Officials from the U.S. Army Corps of Engineers, Republican Governor Doug Burgum’s office and the state Department of Transportation have ruled out giving the activists more time to remove the temporary encampments.
In a statement, Burgum and the Army Corps refused to extend the deadline.
Army Corps spokesman Ryan Hignight said contractors working for the agency would enter the camp as soon as they could.
He added: “We’re not going to necessarily wait for the 22nd.”
Opponents fear that fresh trouble may brew if the Army Corps move into the site accompanied by law enforcement officials.
Chase Iron Eyes, a member of the Standing Rock Sioux Tribe said: “It’s completely impossible to remove everything down there in that short of a time frame.

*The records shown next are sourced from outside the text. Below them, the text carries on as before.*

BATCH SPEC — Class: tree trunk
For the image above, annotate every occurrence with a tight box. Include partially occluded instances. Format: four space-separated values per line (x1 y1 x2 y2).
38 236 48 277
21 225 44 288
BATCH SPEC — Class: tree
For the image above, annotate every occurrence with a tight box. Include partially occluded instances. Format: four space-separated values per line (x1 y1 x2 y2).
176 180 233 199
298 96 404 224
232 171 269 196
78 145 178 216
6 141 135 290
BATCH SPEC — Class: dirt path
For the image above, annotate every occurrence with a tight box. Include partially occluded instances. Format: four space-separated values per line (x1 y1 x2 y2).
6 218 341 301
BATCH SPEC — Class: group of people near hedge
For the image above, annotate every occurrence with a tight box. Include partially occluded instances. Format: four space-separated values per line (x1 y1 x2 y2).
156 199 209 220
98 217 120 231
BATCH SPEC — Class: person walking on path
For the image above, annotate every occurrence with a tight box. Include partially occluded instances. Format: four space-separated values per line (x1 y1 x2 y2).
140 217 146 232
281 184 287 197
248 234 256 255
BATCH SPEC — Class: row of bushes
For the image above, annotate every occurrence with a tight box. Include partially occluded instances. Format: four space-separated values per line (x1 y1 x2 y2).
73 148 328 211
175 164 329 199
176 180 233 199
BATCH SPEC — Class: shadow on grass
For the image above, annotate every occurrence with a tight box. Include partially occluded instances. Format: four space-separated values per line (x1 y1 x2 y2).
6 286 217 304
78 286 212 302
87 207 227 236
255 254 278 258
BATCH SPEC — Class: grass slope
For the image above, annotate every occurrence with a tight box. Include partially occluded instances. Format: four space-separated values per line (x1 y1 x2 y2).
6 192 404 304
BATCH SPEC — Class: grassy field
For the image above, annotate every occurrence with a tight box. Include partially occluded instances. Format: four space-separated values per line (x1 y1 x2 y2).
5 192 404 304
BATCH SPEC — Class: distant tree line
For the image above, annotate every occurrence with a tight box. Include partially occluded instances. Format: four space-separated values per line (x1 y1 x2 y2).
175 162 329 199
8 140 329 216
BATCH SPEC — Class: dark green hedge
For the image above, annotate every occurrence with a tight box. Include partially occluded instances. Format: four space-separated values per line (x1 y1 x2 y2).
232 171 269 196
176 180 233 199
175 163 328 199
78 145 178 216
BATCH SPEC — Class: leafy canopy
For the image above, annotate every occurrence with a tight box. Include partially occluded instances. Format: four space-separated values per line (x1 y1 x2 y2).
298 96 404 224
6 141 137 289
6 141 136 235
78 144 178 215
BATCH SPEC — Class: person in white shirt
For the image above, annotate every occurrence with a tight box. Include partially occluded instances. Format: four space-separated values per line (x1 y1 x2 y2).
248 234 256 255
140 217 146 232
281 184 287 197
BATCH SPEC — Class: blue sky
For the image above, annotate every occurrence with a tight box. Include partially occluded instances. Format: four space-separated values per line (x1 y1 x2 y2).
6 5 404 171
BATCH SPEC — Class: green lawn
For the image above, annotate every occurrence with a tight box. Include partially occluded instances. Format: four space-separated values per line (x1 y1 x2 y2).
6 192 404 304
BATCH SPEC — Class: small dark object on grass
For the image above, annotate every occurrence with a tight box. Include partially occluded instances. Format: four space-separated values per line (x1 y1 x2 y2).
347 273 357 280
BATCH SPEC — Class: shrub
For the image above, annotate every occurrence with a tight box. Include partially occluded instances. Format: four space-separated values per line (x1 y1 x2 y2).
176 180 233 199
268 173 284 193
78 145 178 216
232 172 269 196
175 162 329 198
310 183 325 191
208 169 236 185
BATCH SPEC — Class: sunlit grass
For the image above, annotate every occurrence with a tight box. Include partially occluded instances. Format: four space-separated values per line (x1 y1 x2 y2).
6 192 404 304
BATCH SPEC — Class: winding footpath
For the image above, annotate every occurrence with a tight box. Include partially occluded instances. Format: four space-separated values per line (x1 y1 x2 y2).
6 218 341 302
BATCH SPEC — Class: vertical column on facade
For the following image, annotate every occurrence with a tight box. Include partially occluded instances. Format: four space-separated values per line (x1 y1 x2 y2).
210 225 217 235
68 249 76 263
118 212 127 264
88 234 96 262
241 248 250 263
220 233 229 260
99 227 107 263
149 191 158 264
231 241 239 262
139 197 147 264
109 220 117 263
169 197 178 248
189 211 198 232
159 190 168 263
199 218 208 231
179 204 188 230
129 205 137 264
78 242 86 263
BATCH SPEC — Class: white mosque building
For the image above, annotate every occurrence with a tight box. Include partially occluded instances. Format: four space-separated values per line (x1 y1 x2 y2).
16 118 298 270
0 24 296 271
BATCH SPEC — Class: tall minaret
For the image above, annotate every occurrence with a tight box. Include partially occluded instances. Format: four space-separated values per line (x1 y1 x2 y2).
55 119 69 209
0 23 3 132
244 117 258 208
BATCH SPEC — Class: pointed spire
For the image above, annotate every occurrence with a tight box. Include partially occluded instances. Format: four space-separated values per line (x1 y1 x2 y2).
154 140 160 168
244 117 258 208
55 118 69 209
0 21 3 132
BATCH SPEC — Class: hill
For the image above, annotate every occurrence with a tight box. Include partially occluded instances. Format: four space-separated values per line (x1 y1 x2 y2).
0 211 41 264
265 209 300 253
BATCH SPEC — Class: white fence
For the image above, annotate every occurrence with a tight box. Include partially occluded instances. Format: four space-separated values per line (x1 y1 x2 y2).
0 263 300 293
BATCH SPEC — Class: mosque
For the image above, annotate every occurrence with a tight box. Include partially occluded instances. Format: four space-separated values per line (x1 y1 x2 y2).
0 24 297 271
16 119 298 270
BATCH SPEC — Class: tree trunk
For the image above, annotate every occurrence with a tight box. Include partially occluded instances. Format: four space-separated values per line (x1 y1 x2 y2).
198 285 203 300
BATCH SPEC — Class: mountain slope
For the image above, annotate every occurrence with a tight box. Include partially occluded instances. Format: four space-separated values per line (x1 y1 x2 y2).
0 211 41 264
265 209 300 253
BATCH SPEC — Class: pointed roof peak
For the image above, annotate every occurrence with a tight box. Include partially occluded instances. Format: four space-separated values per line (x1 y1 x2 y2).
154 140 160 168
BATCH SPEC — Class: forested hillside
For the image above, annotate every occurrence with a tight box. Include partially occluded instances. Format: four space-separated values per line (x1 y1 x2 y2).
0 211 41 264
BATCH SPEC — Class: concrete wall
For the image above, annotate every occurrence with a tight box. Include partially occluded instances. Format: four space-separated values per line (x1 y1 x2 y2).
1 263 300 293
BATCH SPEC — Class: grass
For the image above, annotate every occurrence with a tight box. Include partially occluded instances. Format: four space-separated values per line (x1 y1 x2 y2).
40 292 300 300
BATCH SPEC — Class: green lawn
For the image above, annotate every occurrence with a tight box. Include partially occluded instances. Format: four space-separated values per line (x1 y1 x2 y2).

“The people aren’t opposed to the help of the Army Corps, but it’s got to be without the presence of militarized law enforcement.”
Burgum ordered pipeline opponents to move off of land owned by the Army Corps, citing safety and environmental pollution concerns posed by spring snowmelt and rising water levels in the nearby Cannonball River.
Environmentalists and Native Americans who have opposed the pipeline, saying it threatens water resources and sacred sites, have faced a series of setbacks since Republican President Donald Trump took office in January.
A request by Native American tribes to halt the construction of the final link in the $3.8billion pipeline was rejected by a judge on Feb 13.